There are certain behaviors that can help earn trust, and prove that we deserve to be empowered. Obviously building trust will vary based on each individual person and their personal values and background. Still these behaviors are a good place to start….
- Stick to your commitments: Do what you say you will do. Actions speak louder than words so there will come a point when you must stop talking and start doing.
- Show accountability: Admit when you are wrong or when you made a mistake, and show humility when you are right.
- Communicate: Be impeccable with the words you use and how you use them, make eye contact, be positive, open and transparent in the sharing of information.
- Be authentic and accommodating: Use words of respect and gratitude. Be kind and polite and be willing to go out of your way, don’t hesitate to go above and beyond. Ask how they are doing and listen, genuinely pay attention to the other person when they are talking to you, and just as important- know when to stop talking.
- Demonstrate your abilities: Share ideas, content and opinions, ask for their advice, show that you remember or have retained that which was said to you by the other party. Illustrate your knowledge and show you are open-minded to others viewpoints and take seriously the others expertise.
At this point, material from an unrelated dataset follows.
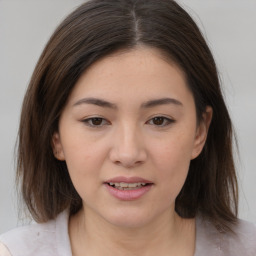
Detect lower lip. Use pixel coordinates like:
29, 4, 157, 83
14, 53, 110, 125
104, 184, 152, 201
- Lastly, be consistent with all these, and be patient. Take it slow, trust grows at a difference pace in each relationship.
Trust takes time to earn and small actions over time, not just words, will speak volumes. In time, you will be able to demonstrate that you can take ownership and be empowered to drive forward goals, initiatives and deliverables. Feeling empowered is a big part of feeling fulfilled at work. We all want to make an impact, be a part of making a difference. It builds our confidence and skills, it strengthens our relationships…when trust is placed in us. So don’t underestimate its importance, put the time into building, growing and protecting this precious thing called trust and watch your relationships bloom over time!